Pair Corralation between W P and INDO RAMA
Assuming the 90 days horizon W P Carey is expected to generate 0.43 times more return on investment than INDO RAMA. However, W P Carey is 2.31 times less risky than INDO RAMA. It trades about -0.03 of its potential returns per unit of risk. INDO RAMA SYNTHETIC is currently generating about -0.02 per unit of risk. If you would invest 6,624 in W P Carey on October 4, 2024 and sell it today you would lose (1,376) from holding W P Carey or give up 20.77% of portfolio value over 90 days.
Time Period | 3 Months [change] |
Direction | Flat |
Strength | Insignificant |
Accuracy | 100.0% |
Values | Daily Returns |
W P Carey vs. INDO RAMA SYNTHETIC
Performance |
Timeline |
W P Carey |
INDO RAMA SYNTHETIC |
W P and INDO RAMA Volatility Contrast
Predicted Return Density |
Returns |
Pair Trading with W P and INDO RAMA
The main advantage of trading using opposite W P and INDO RAMA positions is that it hedges away some unsystematic risk. Because of two separate transactions, even if W P position performs unexpectedly, INDO RAMA can make up some of the losses. Pair trading also minimizes risk from directional movements in the market. For example, if an entire industry or sector drops because of unexpected headlines, the short position in INDO RAMA will offset losses from the drop in INDO RAMA's long position.W P vs. Virtus Investment Partners | W P vs. Nishi Nippon Railroad Co | W P vs.
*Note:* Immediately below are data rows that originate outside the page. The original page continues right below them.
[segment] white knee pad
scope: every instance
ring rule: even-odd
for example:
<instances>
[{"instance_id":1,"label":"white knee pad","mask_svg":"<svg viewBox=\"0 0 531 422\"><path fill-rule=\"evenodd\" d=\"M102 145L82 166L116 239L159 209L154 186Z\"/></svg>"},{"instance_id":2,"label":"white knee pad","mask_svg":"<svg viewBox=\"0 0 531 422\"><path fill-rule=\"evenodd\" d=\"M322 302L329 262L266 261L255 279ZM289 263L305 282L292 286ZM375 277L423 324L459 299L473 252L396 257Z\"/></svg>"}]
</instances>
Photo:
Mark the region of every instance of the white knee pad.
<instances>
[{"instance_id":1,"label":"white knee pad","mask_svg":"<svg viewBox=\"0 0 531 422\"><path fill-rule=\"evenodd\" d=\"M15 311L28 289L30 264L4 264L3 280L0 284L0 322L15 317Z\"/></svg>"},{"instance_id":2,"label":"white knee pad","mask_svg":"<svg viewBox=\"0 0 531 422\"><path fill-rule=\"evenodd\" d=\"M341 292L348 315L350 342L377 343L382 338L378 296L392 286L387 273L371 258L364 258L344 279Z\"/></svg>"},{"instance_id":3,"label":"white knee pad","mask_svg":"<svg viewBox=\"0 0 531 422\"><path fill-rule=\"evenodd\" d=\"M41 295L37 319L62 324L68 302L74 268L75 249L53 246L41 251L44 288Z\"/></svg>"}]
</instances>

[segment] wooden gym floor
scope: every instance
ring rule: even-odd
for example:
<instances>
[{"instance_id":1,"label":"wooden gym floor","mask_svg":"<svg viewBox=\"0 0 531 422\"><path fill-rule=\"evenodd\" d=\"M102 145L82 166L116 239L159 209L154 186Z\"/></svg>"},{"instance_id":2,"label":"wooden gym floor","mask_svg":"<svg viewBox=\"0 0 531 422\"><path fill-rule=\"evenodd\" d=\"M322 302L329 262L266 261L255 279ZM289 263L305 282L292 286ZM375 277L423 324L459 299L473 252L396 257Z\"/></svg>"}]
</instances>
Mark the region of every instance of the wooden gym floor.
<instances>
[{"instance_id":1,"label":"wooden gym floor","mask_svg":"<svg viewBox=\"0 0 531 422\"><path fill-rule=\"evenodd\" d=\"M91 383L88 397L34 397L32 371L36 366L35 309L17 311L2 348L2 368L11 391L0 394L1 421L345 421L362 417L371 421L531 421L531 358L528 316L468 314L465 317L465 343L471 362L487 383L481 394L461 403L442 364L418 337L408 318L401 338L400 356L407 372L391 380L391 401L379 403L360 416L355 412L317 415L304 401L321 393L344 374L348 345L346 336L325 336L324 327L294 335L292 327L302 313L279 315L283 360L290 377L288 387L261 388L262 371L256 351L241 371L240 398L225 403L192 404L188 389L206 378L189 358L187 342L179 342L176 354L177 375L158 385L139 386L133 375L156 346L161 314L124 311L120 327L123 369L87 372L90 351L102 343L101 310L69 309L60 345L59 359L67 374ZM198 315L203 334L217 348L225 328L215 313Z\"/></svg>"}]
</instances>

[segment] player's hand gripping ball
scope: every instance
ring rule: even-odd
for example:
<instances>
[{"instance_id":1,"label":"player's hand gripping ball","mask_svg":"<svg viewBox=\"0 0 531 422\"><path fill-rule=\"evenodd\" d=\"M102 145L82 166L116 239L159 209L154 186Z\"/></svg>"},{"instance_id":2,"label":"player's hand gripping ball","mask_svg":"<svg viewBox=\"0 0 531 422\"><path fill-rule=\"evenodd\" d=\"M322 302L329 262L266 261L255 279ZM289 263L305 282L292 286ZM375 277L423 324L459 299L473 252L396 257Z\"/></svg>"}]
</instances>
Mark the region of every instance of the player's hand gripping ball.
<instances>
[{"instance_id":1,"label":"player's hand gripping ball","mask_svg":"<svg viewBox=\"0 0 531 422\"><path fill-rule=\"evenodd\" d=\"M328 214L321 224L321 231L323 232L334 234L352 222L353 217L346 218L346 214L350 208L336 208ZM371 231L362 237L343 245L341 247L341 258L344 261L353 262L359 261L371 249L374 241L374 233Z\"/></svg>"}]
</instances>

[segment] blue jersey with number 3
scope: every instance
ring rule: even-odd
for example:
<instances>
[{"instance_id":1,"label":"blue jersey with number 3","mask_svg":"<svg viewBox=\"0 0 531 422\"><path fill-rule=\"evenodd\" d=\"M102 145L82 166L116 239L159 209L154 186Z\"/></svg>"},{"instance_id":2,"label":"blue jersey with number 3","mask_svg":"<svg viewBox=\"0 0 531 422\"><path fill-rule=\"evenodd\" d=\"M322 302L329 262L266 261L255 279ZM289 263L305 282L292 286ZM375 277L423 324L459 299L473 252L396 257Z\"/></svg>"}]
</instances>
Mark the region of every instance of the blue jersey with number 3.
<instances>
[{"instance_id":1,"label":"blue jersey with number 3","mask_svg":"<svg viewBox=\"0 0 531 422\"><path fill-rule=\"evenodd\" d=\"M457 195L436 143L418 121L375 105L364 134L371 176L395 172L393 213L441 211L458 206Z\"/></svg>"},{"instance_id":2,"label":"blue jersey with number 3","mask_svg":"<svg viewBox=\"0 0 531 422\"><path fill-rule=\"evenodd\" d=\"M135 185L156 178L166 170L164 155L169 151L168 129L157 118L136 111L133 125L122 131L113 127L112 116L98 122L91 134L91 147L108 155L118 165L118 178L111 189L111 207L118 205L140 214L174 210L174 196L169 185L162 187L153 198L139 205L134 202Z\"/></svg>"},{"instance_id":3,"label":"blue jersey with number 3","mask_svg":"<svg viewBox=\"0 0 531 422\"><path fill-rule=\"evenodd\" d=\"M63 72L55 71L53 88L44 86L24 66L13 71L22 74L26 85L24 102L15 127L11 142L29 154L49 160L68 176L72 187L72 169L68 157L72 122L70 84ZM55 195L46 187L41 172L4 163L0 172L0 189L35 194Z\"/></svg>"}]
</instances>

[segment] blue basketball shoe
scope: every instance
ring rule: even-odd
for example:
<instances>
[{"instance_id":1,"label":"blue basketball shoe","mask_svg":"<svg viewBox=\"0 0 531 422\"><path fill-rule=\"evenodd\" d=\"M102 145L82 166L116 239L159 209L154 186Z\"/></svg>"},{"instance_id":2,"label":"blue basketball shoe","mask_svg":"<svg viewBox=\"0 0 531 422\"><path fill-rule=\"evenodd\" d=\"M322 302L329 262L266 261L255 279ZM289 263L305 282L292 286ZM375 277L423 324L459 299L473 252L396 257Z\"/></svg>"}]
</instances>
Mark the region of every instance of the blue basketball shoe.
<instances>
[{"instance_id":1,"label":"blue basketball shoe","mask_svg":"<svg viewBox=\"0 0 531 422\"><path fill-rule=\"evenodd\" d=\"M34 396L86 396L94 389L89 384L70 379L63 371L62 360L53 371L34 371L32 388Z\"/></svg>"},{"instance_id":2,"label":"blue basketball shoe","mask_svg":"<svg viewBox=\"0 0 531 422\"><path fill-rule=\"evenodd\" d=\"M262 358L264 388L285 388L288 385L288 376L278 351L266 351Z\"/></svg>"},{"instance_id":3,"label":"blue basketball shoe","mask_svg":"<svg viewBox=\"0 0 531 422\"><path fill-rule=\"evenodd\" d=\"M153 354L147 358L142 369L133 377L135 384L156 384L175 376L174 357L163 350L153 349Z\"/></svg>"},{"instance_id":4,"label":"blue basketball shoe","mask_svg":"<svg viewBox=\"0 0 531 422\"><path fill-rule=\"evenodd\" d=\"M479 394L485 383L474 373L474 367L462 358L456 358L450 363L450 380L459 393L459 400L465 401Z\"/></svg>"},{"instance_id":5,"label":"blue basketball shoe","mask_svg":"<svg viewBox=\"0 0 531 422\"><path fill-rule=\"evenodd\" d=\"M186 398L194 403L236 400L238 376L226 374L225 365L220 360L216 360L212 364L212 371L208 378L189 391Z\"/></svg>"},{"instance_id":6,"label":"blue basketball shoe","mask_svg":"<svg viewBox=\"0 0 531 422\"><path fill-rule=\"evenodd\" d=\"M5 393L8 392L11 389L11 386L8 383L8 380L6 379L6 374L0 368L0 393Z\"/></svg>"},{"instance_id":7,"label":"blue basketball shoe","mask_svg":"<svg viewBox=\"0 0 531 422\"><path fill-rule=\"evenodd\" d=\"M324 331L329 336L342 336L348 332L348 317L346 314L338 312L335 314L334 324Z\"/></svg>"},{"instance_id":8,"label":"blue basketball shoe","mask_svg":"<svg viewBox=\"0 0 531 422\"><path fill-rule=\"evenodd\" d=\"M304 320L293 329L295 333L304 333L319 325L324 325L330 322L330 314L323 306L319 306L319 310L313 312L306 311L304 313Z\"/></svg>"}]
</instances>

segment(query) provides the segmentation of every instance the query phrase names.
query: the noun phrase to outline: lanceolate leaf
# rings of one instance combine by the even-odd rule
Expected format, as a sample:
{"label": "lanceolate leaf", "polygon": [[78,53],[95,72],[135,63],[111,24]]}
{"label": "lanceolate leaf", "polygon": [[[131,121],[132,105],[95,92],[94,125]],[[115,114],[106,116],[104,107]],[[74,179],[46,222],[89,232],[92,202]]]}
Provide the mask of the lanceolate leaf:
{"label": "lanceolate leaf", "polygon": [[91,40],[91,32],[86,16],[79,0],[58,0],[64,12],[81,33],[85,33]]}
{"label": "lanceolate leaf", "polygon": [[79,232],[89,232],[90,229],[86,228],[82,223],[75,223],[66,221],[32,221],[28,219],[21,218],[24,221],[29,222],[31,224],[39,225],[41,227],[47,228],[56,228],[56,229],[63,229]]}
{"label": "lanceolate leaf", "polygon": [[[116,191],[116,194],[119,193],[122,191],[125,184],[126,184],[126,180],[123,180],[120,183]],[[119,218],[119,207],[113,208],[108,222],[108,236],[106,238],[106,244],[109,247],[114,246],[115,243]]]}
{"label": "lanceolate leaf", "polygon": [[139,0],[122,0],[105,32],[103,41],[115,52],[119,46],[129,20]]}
Chuangs China Investments | W P vs. Japan Asia Investment |
Check out your portfolio center.Note that this page's information should be used as a complementary analysis to find the right mix of equity instruments to add to your existing portfolios or create a brand new portfolio. You can also try the Sectors module to list of equity sectors categorizing publicly traded companies based on their primary business activities.